Rampart™-O: Rampart™-O is an intervertebral body fusion device indicated for intervertebral body fusion at one level or two contiguous levels in the lumbar spine from L2 to S1 in patients with degenerative disc disease (DDD) with up to Grade I spondylolisthesis at the involved level(s). DDD is defined as back pain of discogenic origin with degeneration of the disc confirmed by patient history and radiographic studies. These patients should be skeletally mature and have had six months of non-operative treatment. Rampart™-O is designed for use with autograft as an adjunct to fusion and is intended for use with supplemental fixation systems (e.g. pedicle screws) cleared by the FDA for use in the lumbar spine.

Rampart™-T: Rampart™-T is an intervertebral body fusion device indicated for intervertebral body fusion at one level or two contiguous levels in the lumbar spine from L2 to S1 in patients with degenerative disc disease (DDD) with up to Grade I spondylolisthesis at the involved level(s). DDD is defined as back pain of discogenic origin with degeneration of the disc confirmed by patient history and radiographic studies. These patients should be skeletally mature and have had six months of non-operative treatment. Rampart™-T is designed for use with autograft as an adjunct to fusion and is intended for use with supplemental fixation systems (e.g. pedicle screws) cleared by the FDA for use in the lumbar spine.

Rampart™-O and Rampart™-T devices are designed for use with autograft as an adjunct to fusion and are intended for use with supplemental fixation systems cleared for use in the lumbar spine. The devices are available in a range of lengths and heights. The devices are provided sterile and non-sterile. The associated instruments are provided non-sterile.

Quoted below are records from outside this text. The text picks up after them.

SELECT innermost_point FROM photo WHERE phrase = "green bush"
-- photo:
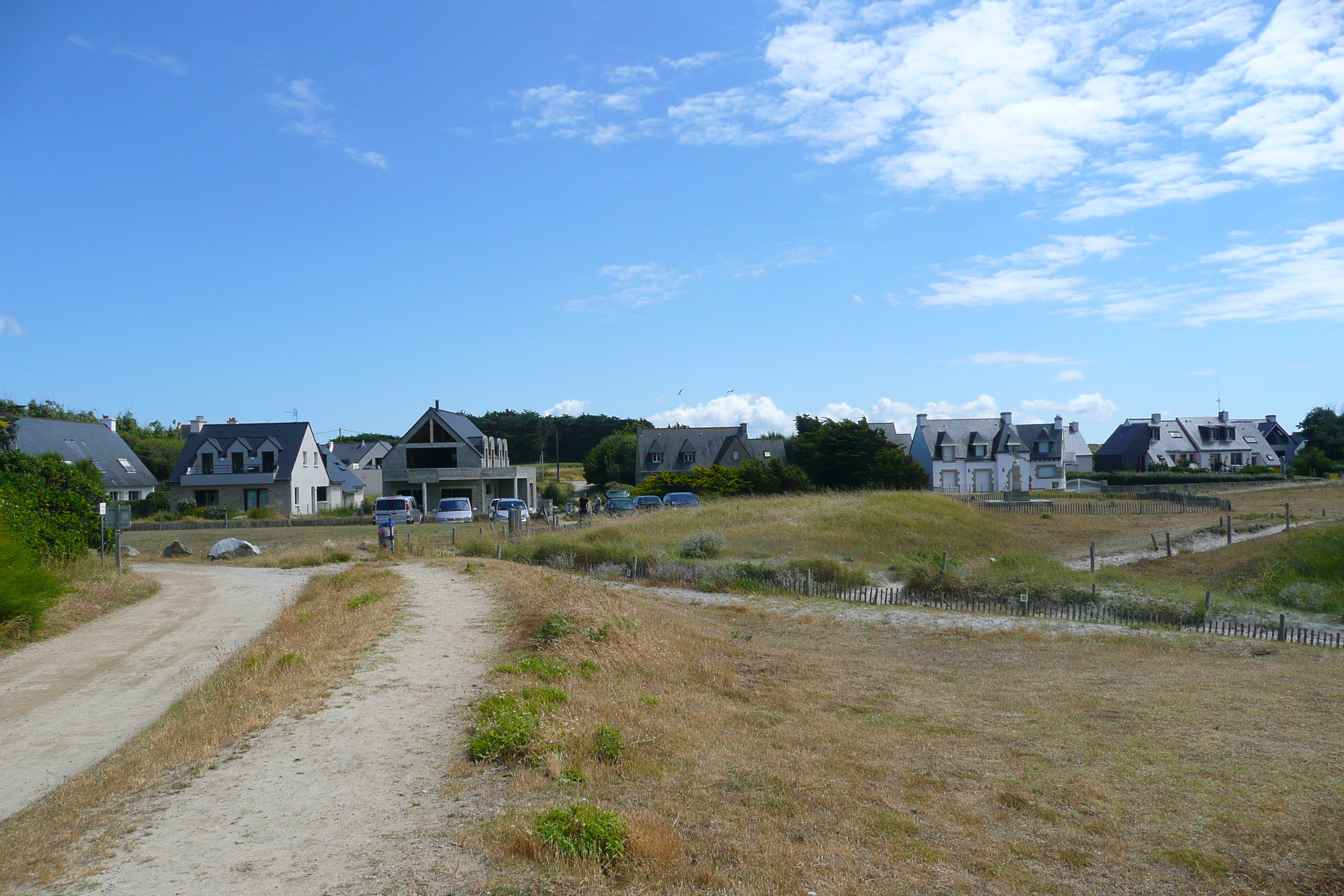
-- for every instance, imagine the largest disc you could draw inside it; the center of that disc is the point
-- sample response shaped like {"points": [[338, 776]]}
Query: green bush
{"points": [[50, 507], [507, 723], [703, 546], [608, 743], [26, 589], [554, 628], [584, 831]]}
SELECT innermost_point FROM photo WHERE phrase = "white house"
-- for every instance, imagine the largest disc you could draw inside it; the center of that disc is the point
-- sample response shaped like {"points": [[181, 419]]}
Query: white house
{"points": [[988, 455]]}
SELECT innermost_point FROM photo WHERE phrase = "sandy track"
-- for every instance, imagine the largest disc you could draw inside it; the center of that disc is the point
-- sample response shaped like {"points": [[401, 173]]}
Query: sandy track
{"points": [[349, 800], [69, 702]]}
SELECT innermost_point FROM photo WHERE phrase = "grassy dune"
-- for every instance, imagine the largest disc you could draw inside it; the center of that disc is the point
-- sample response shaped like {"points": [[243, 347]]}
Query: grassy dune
{"points": [[783, 754]]}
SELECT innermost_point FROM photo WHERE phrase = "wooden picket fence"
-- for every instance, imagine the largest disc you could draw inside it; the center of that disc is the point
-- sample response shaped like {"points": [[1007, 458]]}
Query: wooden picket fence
{"points": [[803, 583]]}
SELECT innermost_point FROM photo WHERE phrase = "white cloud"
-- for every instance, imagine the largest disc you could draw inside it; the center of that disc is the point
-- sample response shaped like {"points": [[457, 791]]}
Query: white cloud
{"points": [[635, 287], [570, 407], [1058, 96], [626, 74], [1016, 358], [1176, 178], [301, 101], [1028, 276], [1303, 280], [155, 58], [729, 410], [698, 61]]}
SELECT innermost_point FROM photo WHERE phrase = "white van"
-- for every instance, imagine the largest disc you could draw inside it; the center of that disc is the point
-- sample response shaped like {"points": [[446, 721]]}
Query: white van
{"points": [[397, 509], [453, 511]]}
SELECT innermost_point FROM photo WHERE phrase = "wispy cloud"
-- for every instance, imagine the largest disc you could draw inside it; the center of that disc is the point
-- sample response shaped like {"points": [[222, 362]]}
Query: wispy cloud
{"points": [[156, 58], [729, 410], [1016, 358], [311, 116], [570, 407], [1027, 276]]}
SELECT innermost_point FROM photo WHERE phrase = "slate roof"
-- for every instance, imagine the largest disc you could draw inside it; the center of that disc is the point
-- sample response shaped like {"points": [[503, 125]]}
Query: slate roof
{"points": [[85, 441], [290, 437]]}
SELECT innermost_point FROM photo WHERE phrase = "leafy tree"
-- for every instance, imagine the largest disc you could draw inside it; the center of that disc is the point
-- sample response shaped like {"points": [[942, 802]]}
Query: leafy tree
{"points": [[612, 460], [49, 506], [850, 455], [1324, 430], [1312, 461]]}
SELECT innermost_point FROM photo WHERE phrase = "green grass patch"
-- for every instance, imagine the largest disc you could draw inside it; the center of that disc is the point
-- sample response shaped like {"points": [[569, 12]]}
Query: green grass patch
{"points": [[355, 603], [583, 831]]}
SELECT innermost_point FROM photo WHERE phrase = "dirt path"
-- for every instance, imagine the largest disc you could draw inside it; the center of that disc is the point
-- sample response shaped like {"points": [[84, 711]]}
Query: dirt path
{"points": [[69, 702], [349, 800]]}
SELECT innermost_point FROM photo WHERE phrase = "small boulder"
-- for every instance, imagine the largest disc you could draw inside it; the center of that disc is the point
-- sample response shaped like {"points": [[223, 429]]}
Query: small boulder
{"points": [[233, 549]]}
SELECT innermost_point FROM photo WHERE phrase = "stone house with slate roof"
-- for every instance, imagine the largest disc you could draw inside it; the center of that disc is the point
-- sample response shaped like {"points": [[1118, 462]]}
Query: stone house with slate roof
{"points": [[1207, 443], [445, 456], [988, 455], [255, 465], [685, 449], [124, 475]]}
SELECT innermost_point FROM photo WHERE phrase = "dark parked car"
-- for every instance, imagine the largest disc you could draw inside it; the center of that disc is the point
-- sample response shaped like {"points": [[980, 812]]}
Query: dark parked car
{"points": [[620, 507]]}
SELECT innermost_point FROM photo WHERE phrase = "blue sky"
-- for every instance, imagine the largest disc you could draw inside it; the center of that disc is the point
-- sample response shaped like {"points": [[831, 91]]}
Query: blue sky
{"points": [[705, 213]]}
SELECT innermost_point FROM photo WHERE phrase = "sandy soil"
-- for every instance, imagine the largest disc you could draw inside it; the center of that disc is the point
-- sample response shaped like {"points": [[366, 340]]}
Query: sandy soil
{"points": [[349, 800], [69, 702]]}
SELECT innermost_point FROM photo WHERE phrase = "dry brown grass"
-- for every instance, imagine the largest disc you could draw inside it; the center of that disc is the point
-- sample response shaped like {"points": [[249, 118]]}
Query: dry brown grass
{"points": [[288, 669], [93, 590], [783, 756]]}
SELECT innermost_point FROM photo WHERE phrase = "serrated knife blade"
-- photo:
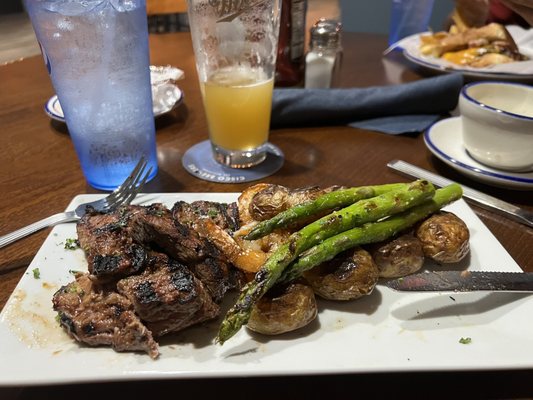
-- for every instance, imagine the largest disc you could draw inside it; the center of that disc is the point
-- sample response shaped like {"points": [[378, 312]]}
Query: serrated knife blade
{"points": [[463, 281]]}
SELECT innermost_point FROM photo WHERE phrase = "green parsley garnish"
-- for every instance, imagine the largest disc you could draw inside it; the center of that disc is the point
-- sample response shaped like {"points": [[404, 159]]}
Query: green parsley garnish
{"points": [[72, 244]]}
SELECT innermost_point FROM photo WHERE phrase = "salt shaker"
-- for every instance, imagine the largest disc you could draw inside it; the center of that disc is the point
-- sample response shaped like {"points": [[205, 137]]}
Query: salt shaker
{"points": [[324, 53]]}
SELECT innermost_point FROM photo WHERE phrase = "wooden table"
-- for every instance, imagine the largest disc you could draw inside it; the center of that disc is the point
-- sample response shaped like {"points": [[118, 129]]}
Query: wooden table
{"points": [[40, 174]]}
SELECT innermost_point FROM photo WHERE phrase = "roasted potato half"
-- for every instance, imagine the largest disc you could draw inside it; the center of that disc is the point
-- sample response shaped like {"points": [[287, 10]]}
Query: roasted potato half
{"points": [[445, 237], [350, 275], [398, 257], [283, 309]]}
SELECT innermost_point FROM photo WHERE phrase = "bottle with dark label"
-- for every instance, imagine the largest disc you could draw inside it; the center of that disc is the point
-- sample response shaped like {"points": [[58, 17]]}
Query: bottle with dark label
{"points": [[290, 64]]}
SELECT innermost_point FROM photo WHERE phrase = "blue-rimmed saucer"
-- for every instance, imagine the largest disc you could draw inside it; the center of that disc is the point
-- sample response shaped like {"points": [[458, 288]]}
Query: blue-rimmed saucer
{"points": [[444, 140]]}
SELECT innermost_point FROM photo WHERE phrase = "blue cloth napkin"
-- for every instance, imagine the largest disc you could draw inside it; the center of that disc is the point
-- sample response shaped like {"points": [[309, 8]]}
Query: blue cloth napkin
{"points": [[395, 109]]}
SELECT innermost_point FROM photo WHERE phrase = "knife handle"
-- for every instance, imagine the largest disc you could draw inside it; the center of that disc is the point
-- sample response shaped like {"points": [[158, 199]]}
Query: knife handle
{"points": [[481, 199]]}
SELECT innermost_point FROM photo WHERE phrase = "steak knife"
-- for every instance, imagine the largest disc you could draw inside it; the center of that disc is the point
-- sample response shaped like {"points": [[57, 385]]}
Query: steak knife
{"points": [[463, 281]]}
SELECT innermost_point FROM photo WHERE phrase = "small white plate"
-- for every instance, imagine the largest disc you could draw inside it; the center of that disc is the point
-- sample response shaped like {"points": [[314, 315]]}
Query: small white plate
{"points": [[444, 140], [517, 71], [166, 97]]}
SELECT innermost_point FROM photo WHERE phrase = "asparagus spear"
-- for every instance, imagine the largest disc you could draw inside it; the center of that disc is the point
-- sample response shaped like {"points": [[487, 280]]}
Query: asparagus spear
{"points": [[361, 212], [370, 232], [328, 201]]}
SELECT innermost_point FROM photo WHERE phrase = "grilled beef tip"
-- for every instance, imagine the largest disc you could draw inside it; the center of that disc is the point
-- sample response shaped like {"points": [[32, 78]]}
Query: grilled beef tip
{"points": [[225, 216], [116, 244], [218, 277], [108, 244], [96, 315], [168, 297], [207, 228], [154, 225]]}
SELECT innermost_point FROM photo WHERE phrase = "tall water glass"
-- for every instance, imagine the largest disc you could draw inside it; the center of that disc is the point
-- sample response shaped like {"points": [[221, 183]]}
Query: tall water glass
{"points": [[96, 52], [235, 44]]}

Here's an analysis of the provided 510(k) summary, aiming to extract the requested information about acceptance criteria and the study proving device performance:

1. Table of Acceptance Criteria and Reported Device Performance

Based on the provided document, there are no specific acceptance criteria or performance metrics reported for the device, as no testing was performed. The 510(k) relies on substantial equivalence to predicate devices.

2. Sample Size Used for the Test Set and Data Provenance

• Sample Size for Test Set: Not applicable. No testing was performed on a test set.
• Data Provenance: Not applicable. No new data was generated or used from a test set.

3. Number of Experts Used to Establish Ground Truth for the Test Set and Qualifications

• Number of Experts: Not applicable. No test set was used, and thus no ground truth was established by experts for a test set.
• Qualifications of Experts: Not applicable.

4. Adjudication Method for the Test Set

• Adjudication Method: Not applicable. No test set was used.

5. If a Multi-Reader Multi-Case (MRMC) Comparative Effectiveness Study was Done

• MRMC Study: No, an MRMC comparative effectiveness study was not done. The document explicitly states "No testing was performed."
• Effect Size of Human Reader Improvement with AI vs. Without AI: Not applicable, as no MRMC study or AI component is mentioned.

6. If a Standalone (i.e. algorithm only without human-in-the-loop performance) was done

• Standalone Performance: No, a standalone performance study was not done. The device is a physical intervertebral body fusion device, not a software algorithm.

7. The Type of Ground Truth Used

• Type of Ground Truth: Not applicable. No new empirical data requiring a ground truth was generated as "no testing was performed." The submission relies on substantial equivalence to previously cleared devices.

8. The Sample Size for the Training Set

• Sample Size for Training Set: Not applicable. The device is a physical medical implant, not an AI/ML algorithm that requires a training set.

9. How the Ground Truth for the Training Set was Established

• Ground Truth for Training Set: Not applicable. The device is a physical medical implant, not an AI/ML algorithm requiring a training set or its associated ground truth establishment.

Summary of the K132053 510(k) Submission:

This 510(k) application for the Rampart™-O and Rampart™-T intervertebral body fusion devices is a submission to update the indications for use and the ability to provide the products as sterile. Crucially, the application states: "No testing was performed."

Therefore, the submission establishes substantial equivalence based on the intended use, materials, configuration, and performance characteristics of the predicate products (Rampart™ O (K131216) and Rampart™ T (K121129)), rather than through new performance studies or data collection. This means that all questions related to acceptance criteria, device performance studies, test sets, training sets, ground truth establishment, and expert involvement are not applicable to the information provided in this specific 510(k) summary.